In 2007, Chepoi, Estellon, and Vaxès conjectured that there exists a universal constant $c>0$ such that the following holds for every positive integers $r$ and $k$, and every planar graph $G$: Either $G$ contains $k$ vertex-disjoint balls of radius $r$, or there is a subset of vertices of size at most $c k$ meeting all balls of radius $r$ in $G$. The key aspect of this conjecture is that the constant $c$ does not depend on the radius $r$ of the balls. If we were to allow this dependency, then the statement is known to hold, and in fact it is true in the more general setting of graph classes with bounded expansion (as proved by Dvořák).
In this talk I will present a proof of this conjecture. The result we prove is a bit more general: (1) The conjecture holds for every proper minor-closed class of graphs (with the constant $c$ depending on the class), and (2) we can even focus on any set of balls in the graph we like, there is nothing special about taking all balls of a given radius.

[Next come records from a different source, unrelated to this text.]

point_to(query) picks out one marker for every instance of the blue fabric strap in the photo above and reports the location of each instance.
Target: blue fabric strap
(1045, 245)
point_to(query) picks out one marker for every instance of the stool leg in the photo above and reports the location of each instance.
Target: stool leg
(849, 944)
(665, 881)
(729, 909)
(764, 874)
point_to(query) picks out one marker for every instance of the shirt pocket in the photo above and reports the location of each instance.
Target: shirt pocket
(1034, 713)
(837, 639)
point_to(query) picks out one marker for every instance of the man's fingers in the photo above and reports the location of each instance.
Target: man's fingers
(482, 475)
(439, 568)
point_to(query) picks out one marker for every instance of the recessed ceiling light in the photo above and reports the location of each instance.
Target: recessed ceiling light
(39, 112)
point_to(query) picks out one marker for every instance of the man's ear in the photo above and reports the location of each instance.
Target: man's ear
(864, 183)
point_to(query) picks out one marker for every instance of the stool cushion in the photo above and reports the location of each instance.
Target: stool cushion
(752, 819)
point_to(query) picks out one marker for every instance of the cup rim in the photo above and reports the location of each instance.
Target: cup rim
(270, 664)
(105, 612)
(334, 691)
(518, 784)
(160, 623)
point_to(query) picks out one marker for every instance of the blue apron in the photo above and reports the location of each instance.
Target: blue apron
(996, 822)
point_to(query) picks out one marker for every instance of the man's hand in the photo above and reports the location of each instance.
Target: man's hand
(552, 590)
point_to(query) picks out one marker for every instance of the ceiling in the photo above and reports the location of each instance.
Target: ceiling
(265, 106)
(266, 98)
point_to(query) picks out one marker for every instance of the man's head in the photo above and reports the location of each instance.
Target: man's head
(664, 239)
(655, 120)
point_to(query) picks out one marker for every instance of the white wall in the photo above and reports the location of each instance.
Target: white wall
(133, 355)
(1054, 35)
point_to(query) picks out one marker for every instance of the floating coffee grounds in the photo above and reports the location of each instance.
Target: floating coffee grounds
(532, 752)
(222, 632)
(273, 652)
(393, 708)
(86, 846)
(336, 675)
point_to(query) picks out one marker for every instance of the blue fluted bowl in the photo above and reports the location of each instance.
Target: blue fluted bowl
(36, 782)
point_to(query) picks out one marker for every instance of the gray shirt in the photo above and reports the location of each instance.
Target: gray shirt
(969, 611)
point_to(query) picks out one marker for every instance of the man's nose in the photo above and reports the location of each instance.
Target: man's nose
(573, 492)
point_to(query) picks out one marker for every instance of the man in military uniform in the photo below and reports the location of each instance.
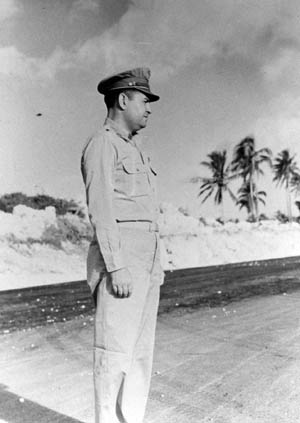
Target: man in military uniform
(124, 271)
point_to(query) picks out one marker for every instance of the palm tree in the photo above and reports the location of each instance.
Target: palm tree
(220, 179)
(247, 163)
(286, 173)
(246, 200)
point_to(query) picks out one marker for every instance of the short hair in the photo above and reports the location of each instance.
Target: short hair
(111, 98)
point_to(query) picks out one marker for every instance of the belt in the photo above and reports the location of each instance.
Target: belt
(143, 225)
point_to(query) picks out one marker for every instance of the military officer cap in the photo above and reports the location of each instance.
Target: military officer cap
(135, 79)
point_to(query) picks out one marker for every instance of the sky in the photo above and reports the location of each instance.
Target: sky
(224, 69)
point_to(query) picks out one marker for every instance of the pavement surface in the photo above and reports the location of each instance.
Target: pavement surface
(233, 363)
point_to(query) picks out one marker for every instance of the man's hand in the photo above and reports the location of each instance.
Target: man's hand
(121, 282)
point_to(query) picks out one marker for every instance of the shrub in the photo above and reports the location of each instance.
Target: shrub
(281, 217)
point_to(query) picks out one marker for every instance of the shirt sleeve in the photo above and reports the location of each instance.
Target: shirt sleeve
(97, 165)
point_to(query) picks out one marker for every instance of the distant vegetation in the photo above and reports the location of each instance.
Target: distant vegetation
(39, 202)
(246, 166)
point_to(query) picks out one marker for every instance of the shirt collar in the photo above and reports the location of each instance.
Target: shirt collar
(118, 130)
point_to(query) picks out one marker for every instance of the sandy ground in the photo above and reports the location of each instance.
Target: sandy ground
(26, 260)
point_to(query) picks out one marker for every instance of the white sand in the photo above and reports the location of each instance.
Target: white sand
(185, 241)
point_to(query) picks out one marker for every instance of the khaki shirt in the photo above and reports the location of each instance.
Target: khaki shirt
(120, 186)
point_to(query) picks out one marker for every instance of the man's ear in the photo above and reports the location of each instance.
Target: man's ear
(122, 101)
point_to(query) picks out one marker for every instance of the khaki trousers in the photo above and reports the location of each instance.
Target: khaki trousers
(125, 331)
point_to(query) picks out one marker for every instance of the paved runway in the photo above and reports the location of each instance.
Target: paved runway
(238, 362)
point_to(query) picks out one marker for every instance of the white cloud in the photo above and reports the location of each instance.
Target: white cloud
(8, 9)
(16, 64)
(279, 127)
(172, 34)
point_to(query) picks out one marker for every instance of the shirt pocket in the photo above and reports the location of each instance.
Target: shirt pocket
(131, 179)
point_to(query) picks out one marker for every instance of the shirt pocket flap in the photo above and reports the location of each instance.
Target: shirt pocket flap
(131, 167)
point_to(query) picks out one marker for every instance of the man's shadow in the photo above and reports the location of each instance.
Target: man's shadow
(12, 410)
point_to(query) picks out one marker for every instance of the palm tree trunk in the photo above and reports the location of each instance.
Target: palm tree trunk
(288, 202)
(252, 211)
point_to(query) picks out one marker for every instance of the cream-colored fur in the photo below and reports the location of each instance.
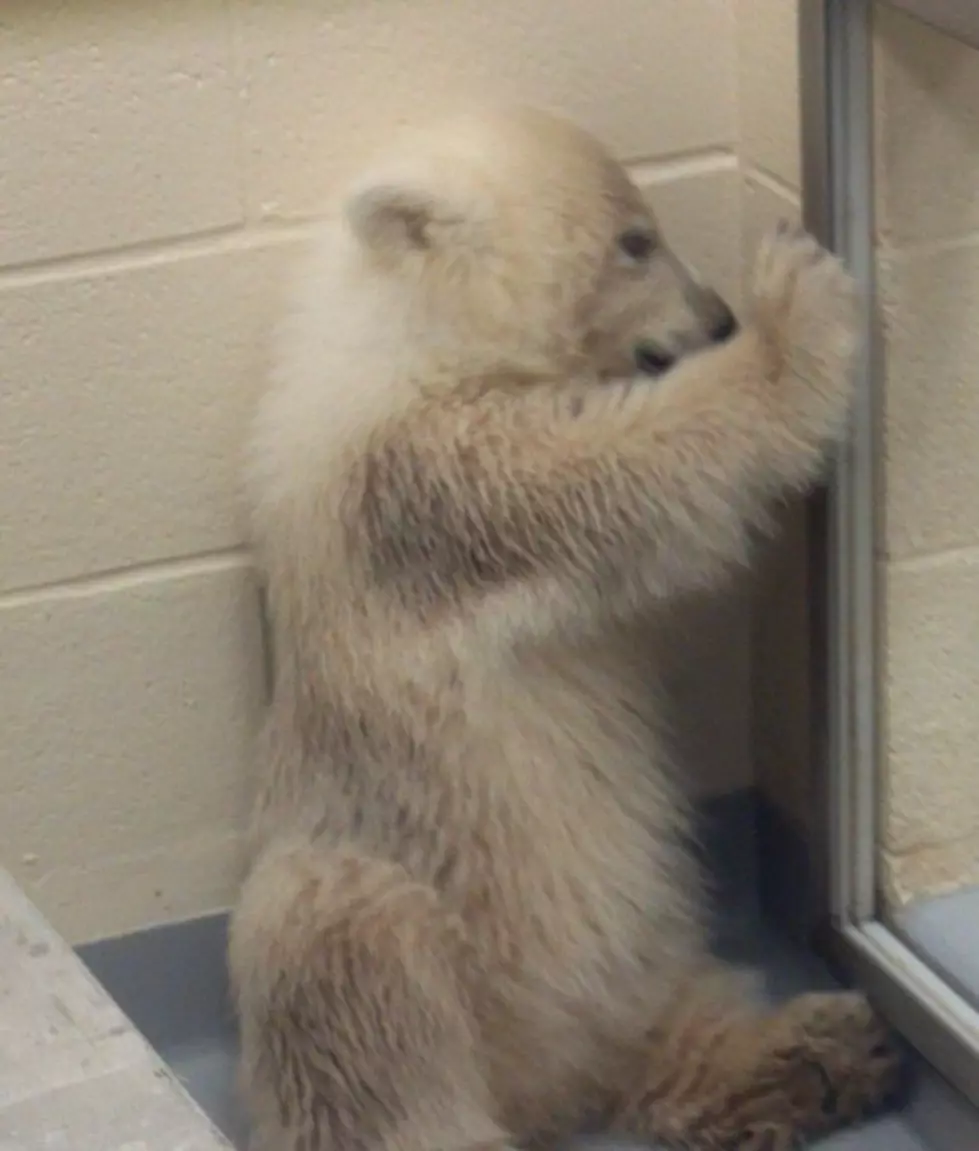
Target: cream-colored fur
(472, 916)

In other words, we show that for every proper minor-closed class $C$ of graphs, there exists a constant $c>0$ such that for every graph $G$ in $C$, every set $S$ of balls in $G$, and every positive integer $k$, either there are $k$ vertex-disjoint balls in $S$, or there is a subset of vertices of $G$ of size at most $c k$ meeting all balls in $S$.
Joint work with Nicolas Bousquet, Wouter Cames van Batenburg, Louis
Esperet, William Lochet, Carole Muller, and François Pirot.